ArcticDB
ArcticDB copied to clipboard
Investigate performance disparity between Windows and Linux tests
Is your feature request related to a problem? Please describe. Many tests perform much worse on Windows than on Linux, which is slowing down the overall CI builds. This is then amplified if we have to run many iterations of the same test. For now, the number of iterations has been reduce to bring down the build time.
This was done in the following places:
- test_append.py::gen_params_append
- test_engine.py:;gen_params
- test_engine.py::gen_params_non_contiguous
Describe the solution you'd like We should investigate, if we can improve the performance on Windows se we can increase the number of iteration that can be run in a reasonable time
Investigation findings: I found that the s3 tests are much slower as compared to other storages.
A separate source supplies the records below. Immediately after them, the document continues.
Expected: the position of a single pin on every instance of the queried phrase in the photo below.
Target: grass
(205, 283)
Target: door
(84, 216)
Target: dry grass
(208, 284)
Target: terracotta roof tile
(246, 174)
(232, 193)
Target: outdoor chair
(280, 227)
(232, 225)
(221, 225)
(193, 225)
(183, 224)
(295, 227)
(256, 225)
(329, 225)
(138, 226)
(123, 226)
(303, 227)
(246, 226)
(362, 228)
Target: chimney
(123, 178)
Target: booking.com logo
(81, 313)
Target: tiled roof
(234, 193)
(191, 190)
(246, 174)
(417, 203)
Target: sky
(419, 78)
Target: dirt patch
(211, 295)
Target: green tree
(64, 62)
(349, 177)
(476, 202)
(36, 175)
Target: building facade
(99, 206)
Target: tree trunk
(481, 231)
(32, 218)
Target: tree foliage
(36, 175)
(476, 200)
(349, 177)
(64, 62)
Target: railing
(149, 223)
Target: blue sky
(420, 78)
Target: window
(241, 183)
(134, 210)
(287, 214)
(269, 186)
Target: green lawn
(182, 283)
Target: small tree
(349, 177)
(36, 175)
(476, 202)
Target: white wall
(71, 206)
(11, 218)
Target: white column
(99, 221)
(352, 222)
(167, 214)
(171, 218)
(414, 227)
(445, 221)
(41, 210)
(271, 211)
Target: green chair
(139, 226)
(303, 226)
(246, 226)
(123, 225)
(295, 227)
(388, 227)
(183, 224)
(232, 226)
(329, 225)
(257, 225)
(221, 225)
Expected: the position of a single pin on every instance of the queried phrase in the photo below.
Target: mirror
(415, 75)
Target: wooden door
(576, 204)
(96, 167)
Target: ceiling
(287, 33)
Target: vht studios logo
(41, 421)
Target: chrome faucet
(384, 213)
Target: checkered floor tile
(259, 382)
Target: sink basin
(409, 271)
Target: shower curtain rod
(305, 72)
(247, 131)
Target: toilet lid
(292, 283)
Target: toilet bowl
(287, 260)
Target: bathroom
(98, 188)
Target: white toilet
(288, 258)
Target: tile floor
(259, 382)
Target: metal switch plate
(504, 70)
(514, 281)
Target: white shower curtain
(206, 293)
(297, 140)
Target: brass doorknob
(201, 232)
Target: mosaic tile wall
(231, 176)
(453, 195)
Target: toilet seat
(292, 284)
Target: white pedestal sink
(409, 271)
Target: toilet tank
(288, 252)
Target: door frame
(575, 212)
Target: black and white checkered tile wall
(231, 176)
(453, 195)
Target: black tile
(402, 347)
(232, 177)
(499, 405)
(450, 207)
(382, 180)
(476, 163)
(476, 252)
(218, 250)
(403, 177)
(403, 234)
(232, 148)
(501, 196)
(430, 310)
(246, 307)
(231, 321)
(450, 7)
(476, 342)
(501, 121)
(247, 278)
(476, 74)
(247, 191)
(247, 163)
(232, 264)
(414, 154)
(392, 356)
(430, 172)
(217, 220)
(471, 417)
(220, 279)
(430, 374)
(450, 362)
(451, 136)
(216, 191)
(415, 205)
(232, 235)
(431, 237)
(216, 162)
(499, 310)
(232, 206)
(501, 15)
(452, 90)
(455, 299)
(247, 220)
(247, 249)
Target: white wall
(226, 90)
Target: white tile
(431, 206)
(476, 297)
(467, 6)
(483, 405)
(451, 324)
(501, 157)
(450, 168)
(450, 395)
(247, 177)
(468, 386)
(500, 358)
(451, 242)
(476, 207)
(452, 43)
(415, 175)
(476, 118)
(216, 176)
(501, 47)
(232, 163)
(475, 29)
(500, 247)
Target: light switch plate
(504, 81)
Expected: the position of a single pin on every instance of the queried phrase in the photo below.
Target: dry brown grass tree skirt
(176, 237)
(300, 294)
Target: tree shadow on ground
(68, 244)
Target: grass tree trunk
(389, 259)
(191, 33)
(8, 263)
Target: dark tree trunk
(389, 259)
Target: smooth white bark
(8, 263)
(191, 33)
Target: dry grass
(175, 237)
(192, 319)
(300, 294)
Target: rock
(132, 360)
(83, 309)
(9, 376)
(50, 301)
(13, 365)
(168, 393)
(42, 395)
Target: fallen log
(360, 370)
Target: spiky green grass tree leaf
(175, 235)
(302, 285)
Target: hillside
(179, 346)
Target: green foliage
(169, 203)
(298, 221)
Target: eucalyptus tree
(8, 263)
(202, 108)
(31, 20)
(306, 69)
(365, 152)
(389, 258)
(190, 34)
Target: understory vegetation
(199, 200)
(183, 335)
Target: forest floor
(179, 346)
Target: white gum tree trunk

Out of a total of ~1500 integration
tests, I skipped all the s3 tests (around 300) and ran all the other tests. The time taken to run these tests was reduced from ~54 mins to ~11 mins on windows and from ~32 mins to ~17 mins on Linux. This showed that s3 was taking most of the time.
I investigated further by benchmarking individual tests and checking the time taken to run various parts. For instance benchmarking on tests/integration/arcticdb/test_arctic.py::test_dedup
showed that the write operation is significantly slower on windows in some instances. I checked the debug logs and found that the s3 server was taking a lot of time to respond to some of the requests.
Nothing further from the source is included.